Kani hatte die Kinder ermahnt immer bei ihm zu bleiben. Nicht stehen zu bleiben. Hier kann man sich leicht verlaufen. Er zeigte ihnen die ersten Mülleimer. Die guten Plätze, wo man so einiges brauchbares finden konnte. Was gut war, steckten sie in die mitgebrachten Plastiktüten. Kani war sich sicher, mit den Kindern konnte er mindestens drei mal so viele Büchsen sammeln. Doch noch funktionierte sein Plan überhaupt nicht. Die Kinder waren fasziniert von den großen weißen Steinhäusern, den Autos, den Fahrrädern, den Motorrädern, den vielen Menschen mit Schuhen und schönen Kleidern. Sie sahen Frauen mit weißem Haar und Männer mit grauen Bärten. Heute war Sammeln nicht so wichtig für die Kleinen. Doch der Vater ließ ihnen keine Zeit, um herumzutrödeln. Wieder und wieder ermahnte er sie, sich den Weg zu merken. Sich an die wichtigen Plätze hinter den Häusern zu erinnern. Dort, wo er immer fündig wurde, wenn er in die große Stadt ging. Er versprach den Kindern einiges. Wenn sie fleißig sammeln, bekommen sie eines Tages eigene Schuhe. Das wollten die Kinder. Schuhe für die große Stadt. So wurden die Kinder ein Teil von Kani’s Plan. Sie vergaßen schnell, dass sie es so schön hatten in ihrer alten Heimat. Damals, als sie nackt und glücklich waren.

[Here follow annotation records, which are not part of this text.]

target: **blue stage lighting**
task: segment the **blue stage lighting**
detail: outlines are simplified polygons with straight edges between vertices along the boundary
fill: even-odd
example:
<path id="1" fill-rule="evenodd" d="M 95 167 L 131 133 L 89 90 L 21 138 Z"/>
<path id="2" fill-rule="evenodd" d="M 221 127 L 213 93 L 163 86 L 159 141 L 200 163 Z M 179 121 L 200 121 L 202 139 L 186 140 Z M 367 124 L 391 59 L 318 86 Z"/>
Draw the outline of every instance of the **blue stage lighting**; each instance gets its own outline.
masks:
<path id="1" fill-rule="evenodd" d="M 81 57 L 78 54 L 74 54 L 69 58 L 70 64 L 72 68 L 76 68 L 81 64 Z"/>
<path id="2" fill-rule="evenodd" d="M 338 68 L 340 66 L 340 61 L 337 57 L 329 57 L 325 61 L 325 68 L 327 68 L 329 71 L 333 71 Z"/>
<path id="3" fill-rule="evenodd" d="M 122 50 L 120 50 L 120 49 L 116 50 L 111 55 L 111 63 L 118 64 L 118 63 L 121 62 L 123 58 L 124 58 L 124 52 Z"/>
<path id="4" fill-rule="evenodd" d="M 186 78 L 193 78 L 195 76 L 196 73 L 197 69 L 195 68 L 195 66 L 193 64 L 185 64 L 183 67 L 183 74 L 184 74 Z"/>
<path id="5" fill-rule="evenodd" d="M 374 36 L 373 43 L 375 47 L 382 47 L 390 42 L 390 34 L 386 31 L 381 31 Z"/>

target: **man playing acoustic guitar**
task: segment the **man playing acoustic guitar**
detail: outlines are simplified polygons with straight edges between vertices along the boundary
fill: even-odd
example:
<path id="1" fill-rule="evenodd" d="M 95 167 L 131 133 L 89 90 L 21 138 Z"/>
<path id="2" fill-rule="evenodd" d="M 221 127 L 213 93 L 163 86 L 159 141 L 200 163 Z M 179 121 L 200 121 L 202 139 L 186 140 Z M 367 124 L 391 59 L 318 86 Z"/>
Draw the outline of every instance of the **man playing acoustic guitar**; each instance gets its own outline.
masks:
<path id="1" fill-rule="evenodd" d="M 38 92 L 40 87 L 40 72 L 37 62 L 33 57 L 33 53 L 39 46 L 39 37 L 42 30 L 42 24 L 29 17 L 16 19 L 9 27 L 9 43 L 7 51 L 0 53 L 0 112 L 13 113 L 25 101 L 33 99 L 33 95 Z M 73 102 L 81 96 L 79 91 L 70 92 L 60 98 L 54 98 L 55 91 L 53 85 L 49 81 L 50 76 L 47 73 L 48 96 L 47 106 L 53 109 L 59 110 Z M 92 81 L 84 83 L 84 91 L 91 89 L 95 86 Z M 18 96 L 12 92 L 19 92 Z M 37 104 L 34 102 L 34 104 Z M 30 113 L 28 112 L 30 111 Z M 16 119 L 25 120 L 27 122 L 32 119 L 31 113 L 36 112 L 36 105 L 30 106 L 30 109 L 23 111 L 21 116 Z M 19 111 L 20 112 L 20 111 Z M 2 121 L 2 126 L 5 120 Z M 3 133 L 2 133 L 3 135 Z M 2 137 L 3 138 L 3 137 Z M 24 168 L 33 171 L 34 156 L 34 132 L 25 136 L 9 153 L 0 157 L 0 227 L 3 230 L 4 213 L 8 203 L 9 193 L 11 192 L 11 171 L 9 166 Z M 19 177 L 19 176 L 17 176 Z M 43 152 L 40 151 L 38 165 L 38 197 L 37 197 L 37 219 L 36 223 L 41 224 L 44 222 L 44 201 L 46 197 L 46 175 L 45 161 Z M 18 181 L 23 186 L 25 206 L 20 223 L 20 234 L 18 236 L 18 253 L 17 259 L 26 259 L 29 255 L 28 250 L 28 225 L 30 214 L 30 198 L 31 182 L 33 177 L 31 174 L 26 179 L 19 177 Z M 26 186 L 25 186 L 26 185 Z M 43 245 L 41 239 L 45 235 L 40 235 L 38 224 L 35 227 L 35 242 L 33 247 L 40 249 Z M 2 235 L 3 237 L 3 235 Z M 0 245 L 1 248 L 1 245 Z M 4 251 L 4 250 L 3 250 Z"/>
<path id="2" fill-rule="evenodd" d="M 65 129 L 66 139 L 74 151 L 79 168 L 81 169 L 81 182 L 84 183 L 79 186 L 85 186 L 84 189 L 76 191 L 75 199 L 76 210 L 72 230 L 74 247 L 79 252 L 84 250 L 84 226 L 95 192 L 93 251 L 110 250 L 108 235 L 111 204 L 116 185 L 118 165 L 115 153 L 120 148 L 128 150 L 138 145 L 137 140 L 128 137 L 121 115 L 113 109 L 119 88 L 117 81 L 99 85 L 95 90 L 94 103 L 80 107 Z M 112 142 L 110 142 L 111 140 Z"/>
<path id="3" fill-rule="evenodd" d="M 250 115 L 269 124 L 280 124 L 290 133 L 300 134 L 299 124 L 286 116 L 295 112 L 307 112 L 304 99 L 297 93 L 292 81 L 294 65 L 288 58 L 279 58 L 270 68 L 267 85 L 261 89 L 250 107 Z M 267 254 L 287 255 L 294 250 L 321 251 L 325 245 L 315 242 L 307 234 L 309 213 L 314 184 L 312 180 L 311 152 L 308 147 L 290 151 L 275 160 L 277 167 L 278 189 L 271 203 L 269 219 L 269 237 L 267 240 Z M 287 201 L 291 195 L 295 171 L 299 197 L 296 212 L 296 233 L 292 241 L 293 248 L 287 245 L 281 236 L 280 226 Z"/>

Tage später ging Annisa alleine in eine kleine Seitenstraße. Elli übernahm eine andere Straße. Es war schon spät, wie immer, wenn sie in diese reiche Gegend kamen. Der Vater hat es ihnen nicht erlaubt, so spät noch zu sammeln. Doch Annisa wollte unbedingt die Schuhe haben. Die schönen Schuhe für die geschundenen Kinderfüße. Darum bemerkte sie nicht, dass es schon dunkel wurde und sie schon viel weiter in der Stadt war als je zu vor. Die Lichter der Häuser gingen an jenem Abend an. Kurz blickte sie auf. Sie dachte, jemanden gehört zu haben. Unsichtbar zu sein war wichtig für ihre Arbeit. Nur so konnte sie die Deckel der Tonnen öffnen, ohne die Aufmerksamkeit auf sich zu richten. Doch die Lichter des großen Hauses faszinierten sie so sehr, das sie für einen Moment inne hielt. Wer sie sei, fragte eine große Gestalt im Garten des Hauses. Starr vor Schreck konnte sie ihrem normalen Reflex, schnell weg zu rennen, nicht nachgehen. Die Gestalt trat aus dem Schatten hervor. Es war eine große weiße Frau. Die Frau hatte langes blondes Haar. Als sie näher kam bemerkte Annisa die himmelblauen Augen der Frau. Sie trug einen dunkelroten Umhang und weiße Sandalen. Annisa hatte keine Angst mehr. Was sie sah, war schön und faszinierend. Die große Frau schien wie ein Engel in den Geschichten, die der Vater ihr seit seiner Taufe immer wieder erzählt hatte. Ein großer weißer Engel. Das musste diese Frau sein. Darum hatte Annisa keine Angst.
„Schon wieder ein Kind. Ein Kind der Nacht. Ein Kind der Straße.“ Die Frau streichelte Annisa über die Haare. Sie nahm sie mit in das große Haus mit den vielen Lichtern. Annisa folgte ihr ohne zu zögern. Es war ja ein Engel.